SAN JOSE -- The St. Louis Blues showed Thursday night that they could win with more than a potent power play.
St. Louis showed off its superior special teams by turning to the penalty kill to spark a 2-1 victory over the San Jose Sharks, who are now on the verge of playoff elimination.
The Blues, looking to win a playoff series for the first time since 2002, lead the best-of-seven Western Conference quarterfinals 3-1. The series moves to the Gateway City for a potential clincher in Game 5 on Saturday.
"We know the next game is going to be the hardest, so we have to be prepared for that," said Blues center Andy McDonald, the series' leading scorer. His power-play goal 12 minutes into the final period stood up as the game-winner.
San Jose's Joe Thornton snapped Brian Elliott's shutout bid with a goal at 18:53 on the Sharks' 25th and final shot. It came with an extra attacker on the ice after goalie Antti Niemi was pulled. San Jose did not get a good look at tying it thereafter.
After consecutive trips to the conference finals each of the last two years, the Sharks now must win three straight to avoid getting eliminated in the opening round.
"I think there's going to be a team that comes back from 3-1 in this playoff season, and it might as well be us," San Jose coach Todd McLellan said. "Let's go there, play and see what happens. If we play this type of game, we have a chance of coming out ahead."
The story of the night was St. Louis' efficient penalty kill, which thwarted the Sharks on all four of their man-advantage chances. San Jose is only 2-for-15 on the power play in through the first four games of the series.
"Penalty kill did a great job, and we did a good job of staying out of the box," Elliott said. "Our discipline was good. That's something we talked about before the game. ... For the most part, we kept them to the outside. They only had a few shots, so we did a good job overall."
San Jose saw each of its final two power plays cut short by penalties. One minute and 18 seconds after Patrick Marleau was sent off for interfering with Blues defenseman Kris Russell, McDonald scored his third goal of the series. Niemi had vacated his crease while making a save on Patrik Berglund's tip of a point shot by David Perron.
McDonald has figured in on the scoring of all six of the Blues' power-play goals in the series.
"We'd prefer not to take those, especially on the power play," McLellan said of San Jose's ill-timed minors. "There's no ill intent ... to take those penalties, but we took them."
St. Louis' first-period goal stood as the only score of the opening 40 minutes. The Blues' ability to stymie the Sharks' offense was key, especially in the middle 20 minutes, when San Jose enjoyed a couple of flurries of extended zone time and two power plays.
San Jose produced six shots during 5:23 of man-advantage time during the first two periods, but Elliott stood tall. He denied Joe Pavelski and Logan Couture in close and watched as a Thornton cross-ice feed went under the stick of Marleau early in San Jose's second power play.
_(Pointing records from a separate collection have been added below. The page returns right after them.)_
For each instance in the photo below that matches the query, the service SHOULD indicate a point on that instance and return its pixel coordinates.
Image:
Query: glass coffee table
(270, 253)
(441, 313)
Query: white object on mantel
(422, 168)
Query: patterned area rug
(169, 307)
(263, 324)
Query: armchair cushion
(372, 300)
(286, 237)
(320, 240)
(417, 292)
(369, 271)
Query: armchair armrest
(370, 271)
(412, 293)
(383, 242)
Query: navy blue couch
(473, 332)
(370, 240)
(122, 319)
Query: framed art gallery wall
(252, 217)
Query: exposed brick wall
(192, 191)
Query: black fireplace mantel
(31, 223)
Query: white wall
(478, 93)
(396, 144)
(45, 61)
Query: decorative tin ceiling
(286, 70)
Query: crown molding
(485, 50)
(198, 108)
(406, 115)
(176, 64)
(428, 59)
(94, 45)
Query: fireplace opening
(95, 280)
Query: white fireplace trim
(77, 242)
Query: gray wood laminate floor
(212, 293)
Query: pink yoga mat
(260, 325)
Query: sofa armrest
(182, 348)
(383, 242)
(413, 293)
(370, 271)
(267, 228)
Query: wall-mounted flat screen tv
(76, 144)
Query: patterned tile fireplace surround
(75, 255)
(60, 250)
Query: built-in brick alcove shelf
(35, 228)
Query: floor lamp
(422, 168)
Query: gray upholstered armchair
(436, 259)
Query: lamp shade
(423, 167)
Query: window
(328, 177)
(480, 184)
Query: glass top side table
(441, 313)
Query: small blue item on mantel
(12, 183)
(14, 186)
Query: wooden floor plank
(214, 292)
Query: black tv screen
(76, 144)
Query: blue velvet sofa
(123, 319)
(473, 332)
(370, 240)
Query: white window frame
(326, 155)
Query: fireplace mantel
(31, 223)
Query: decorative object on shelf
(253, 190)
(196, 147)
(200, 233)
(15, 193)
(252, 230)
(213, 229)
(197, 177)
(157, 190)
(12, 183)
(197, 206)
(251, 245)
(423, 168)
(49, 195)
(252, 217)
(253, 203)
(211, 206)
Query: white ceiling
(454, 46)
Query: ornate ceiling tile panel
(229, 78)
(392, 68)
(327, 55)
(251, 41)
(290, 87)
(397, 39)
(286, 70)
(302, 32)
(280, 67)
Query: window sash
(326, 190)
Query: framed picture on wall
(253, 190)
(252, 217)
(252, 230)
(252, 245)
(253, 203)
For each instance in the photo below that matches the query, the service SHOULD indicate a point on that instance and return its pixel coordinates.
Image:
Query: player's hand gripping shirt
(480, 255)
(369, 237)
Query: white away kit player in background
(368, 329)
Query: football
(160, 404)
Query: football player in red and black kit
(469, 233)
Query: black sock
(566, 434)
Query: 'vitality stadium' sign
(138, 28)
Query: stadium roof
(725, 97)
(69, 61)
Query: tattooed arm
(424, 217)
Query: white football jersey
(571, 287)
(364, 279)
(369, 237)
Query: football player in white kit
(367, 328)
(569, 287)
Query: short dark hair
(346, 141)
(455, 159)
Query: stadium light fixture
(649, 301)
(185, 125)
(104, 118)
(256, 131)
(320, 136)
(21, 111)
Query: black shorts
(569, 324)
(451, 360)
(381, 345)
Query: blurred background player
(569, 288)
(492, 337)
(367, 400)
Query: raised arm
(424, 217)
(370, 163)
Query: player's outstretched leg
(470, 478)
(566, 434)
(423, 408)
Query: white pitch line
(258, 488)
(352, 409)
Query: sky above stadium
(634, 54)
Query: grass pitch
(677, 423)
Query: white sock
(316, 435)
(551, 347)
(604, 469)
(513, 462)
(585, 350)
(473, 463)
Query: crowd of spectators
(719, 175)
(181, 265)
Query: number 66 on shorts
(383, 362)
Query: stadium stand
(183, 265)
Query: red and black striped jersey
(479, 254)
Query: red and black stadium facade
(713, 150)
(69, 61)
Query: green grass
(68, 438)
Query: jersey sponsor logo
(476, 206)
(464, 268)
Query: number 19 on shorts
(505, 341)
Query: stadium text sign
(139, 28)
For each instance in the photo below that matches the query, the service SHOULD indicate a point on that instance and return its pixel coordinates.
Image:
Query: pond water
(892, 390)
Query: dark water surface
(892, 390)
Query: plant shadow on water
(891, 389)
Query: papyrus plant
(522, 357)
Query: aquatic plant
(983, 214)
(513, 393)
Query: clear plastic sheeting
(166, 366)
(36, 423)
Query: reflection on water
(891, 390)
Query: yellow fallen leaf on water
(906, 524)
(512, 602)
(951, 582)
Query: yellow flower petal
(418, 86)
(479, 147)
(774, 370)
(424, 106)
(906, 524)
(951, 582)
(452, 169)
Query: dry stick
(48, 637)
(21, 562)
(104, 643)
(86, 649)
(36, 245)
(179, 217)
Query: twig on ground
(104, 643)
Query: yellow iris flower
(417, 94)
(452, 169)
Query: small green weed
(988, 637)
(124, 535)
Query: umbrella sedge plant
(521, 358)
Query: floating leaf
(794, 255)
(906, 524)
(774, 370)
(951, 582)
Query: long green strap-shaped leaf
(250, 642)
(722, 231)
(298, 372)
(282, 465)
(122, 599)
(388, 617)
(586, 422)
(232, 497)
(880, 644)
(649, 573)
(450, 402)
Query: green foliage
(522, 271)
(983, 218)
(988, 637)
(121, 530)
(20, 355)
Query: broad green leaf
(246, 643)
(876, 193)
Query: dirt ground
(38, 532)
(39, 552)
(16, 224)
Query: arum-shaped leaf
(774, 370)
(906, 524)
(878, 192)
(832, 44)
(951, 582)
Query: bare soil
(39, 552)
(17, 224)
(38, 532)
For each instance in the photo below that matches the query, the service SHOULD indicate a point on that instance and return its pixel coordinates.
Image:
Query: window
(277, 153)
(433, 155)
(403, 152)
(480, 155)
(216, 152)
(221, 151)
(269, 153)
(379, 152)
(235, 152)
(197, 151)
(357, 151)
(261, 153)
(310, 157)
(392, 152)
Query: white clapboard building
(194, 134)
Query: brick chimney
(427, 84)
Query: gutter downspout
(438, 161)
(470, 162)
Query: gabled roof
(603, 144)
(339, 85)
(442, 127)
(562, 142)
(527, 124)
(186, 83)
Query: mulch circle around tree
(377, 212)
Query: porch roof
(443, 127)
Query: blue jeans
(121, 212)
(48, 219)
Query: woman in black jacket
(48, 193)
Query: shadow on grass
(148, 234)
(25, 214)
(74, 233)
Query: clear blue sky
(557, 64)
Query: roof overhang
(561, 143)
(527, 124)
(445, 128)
Pavelski had a shot and Thornton a follow at 15:20 during even strength, and Elliott stopped Couture on the doorstep moments later to enable the Blues would nurse their one-goal edge into the final period.
The Sharks were supposed to be the desperate team at the outset, but the Blues owned the first 20 minutes, scoring the period's only goal and dictating the play throughout.
B.J. Crombeen beat Niemi with a shot from between the circles at 7:12. Berglund went behind the San Jose net to elude Sharks defenseman Marc-Edouard Vlasic and fed Crombeen for his first goal of the series. The goal, which slipped between Niemi's catching glove and left pad, capped a long cycle by St. Louis.
"I just tried to get it past the defenseman and get it on net," Crombeen said. "It was nice to contribute, and we're going to enjoy it for a few minutes, but we have to get ready because it's going to be a real battle on Saturday."
Whether it was damage control or McLellan was being sincere, the Sharks coach said he liked what he saw from his team in Game 4.
"We didn't get what we wanted, yet I thought it was our best 60-minute effort in the series," McLellan said. "When you look at it that way, you can take consolation in having a good game."
NOTES: Scoreless in the first three games of the series, Marleau found himself off the first line, moving from left wing to centering the No. 2 unit. McLellan's thinking was to better utilize Marleau's size and speed in the middle of the ice. Marleau approved of the move. "You're moving a lot more as opposed to standing at the boards," he said. "I like it that way. You definitely feel like you're in the play the whole time." ... Forwards Michal Handzus and Brad Winchester replaced Dominic Moore and TJ Galiardi in the San Jose lineup. ... The Blues dressed the same lineup that was a winner in Game 3. Jake Allen continues to back up Elliott, as Jaroslav Halak remains sidelined due to an ankle injury.